Out of 28 districts of Balochistan, only two are controlled by the Bugti and Marri chieftains. Whatever sardars are there in the other 26 districts have traditionally supported every government since Balochistan got provincial status in 1971. They are now the pillars of the system erected by the agencies and a part and parcel of the ruling PML. Why do all these districts remain as under-developed as the two controlled by the supposed enemies of development i.e. Nawab Akbar Bugti and Nawab Khair Bux Marri?
And why are Chaghi, Panjgur, Kech, Kharan, and Turbat the most under-developed districts in the entire country despite being the weakest links in the tribal system?
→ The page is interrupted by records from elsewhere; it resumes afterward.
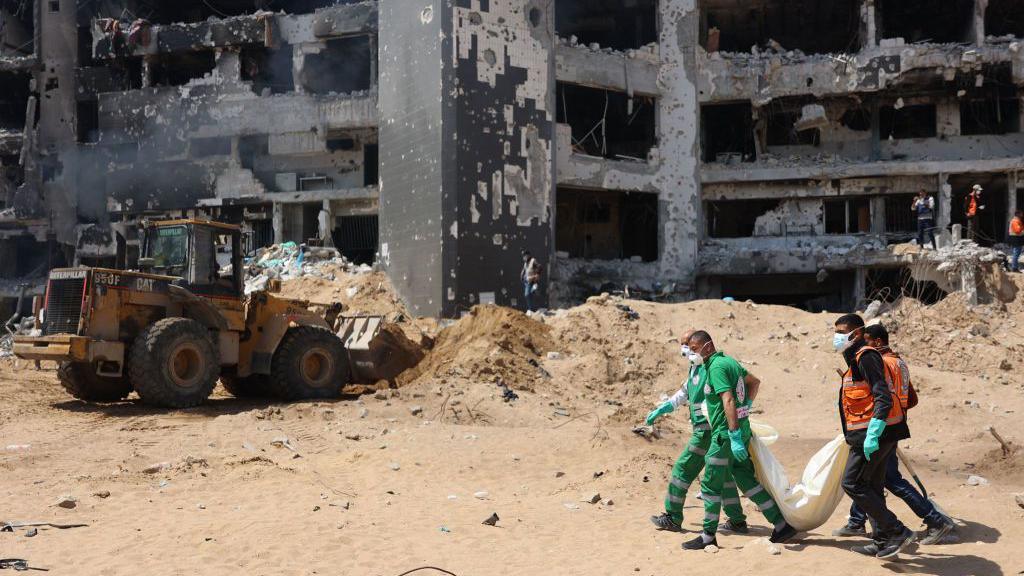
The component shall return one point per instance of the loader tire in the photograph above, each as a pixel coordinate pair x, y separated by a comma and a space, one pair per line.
81, 380
253, 385
174, 364
309, 363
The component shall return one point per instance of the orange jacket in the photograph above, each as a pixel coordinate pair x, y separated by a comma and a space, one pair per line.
858, 403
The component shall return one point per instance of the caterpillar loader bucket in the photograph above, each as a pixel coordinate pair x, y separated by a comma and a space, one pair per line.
377, 350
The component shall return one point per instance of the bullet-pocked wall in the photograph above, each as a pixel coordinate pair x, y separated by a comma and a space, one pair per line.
502, 105
414, 158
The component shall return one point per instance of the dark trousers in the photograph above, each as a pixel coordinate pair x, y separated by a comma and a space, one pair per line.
905, 491
926, 228
864, 482
972, 228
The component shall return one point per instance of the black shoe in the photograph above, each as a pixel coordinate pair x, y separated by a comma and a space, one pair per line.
935, 534
894, 544
782, 535
734, 527
869, 549
665, 522
850, 530
698, 543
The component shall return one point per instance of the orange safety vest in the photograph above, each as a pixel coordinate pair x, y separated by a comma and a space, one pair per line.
898, 374
1016, 227
857, 402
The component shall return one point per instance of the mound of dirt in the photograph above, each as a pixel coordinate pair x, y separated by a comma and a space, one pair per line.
369, 293
491, 344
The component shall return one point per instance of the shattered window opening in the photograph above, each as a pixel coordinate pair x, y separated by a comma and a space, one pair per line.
727, 133
611, 24
343, 66
926, 21
780, 25
606, 123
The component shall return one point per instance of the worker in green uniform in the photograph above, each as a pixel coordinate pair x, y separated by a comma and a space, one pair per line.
728, 406
690, 462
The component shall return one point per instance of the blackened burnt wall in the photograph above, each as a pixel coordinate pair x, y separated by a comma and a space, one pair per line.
504, 74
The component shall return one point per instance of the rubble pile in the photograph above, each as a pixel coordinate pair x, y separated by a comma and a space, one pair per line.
290, 260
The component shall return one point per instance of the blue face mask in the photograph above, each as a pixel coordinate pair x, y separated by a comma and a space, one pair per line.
842, 341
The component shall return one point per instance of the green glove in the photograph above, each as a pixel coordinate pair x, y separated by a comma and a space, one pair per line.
875, 428
737, 445
662, 410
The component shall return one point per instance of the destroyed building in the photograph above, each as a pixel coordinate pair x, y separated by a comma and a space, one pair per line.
694, 148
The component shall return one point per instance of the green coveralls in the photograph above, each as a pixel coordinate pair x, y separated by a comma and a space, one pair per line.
690, 462
720, 373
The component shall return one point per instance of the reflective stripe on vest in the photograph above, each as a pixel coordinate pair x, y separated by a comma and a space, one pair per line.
857, 402
898, 375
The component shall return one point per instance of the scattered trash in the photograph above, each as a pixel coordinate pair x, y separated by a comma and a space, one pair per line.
283, 442
158, 467
508, 395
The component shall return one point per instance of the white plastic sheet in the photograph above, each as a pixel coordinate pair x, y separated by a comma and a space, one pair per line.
810, 502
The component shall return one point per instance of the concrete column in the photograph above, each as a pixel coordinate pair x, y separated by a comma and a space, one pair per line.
1011, 195
878, 207
279, 222
859, 286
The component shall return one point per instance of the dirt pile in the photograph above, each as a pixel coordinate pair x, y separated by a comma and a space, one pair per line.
365, 293
488, 344
986, 339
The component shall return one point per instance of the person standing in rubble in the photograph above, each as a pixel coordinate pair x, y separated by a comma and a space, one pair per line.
924, 205
530, 277
898, 373
1015, 238
691, 461
872, 421
728, 407
973, 205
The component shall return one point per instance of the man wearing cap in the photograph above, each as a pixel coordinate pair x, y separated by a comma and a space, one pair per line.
972, 205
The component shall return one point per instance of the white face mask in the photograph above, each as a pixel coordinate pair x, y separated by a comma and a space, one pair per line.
843, 341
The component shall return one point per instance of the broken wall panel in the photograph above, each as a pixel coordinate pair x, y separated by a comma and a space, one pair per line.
809, 26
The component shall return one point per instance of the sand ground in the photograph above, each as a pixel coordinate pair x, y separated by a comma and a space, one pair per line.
365, 486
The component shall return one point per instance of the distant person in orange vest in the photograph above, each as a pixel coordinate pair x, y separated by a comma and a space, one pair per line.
1016, 240
972, 205
872, 421
897, 371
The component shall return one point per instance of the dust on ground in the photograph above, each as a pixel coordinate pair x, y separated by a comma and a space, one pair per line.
403, 478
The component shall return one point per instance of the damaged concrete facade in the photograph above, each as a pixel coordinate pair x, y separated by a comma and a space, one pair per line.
692, 148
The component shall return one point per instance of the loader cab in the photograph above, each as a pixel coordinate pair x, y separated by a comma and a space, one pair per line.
206, 255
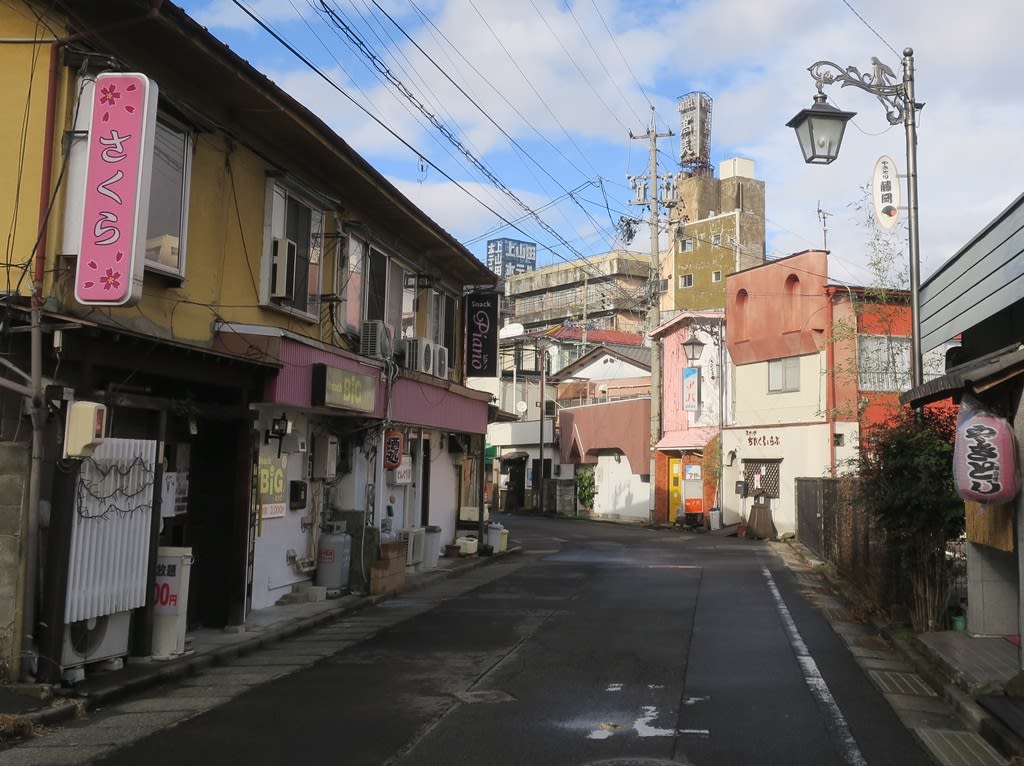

Whenever there have been elections, Mekran Division has returned enlightened commoners rather than anti-development tribal chieftains.
In elections conducted under Ayub, the division was represented by Abdul Baqi Baloch, a graduate of the Punjab University with lower middle class background. In 1971, the sole National Assembly seat from the division was won by Dr Abdul Hayee Baloch, a commoner and a Dow Medical College graduate. In every election held after Zia, the region has been represented by doctors and university graduates. To blame the poverty of the entire province on certain sardars allegedly opposed to development is a patent myth that rulers in Islamabad use to cover up their sins of omission and commission.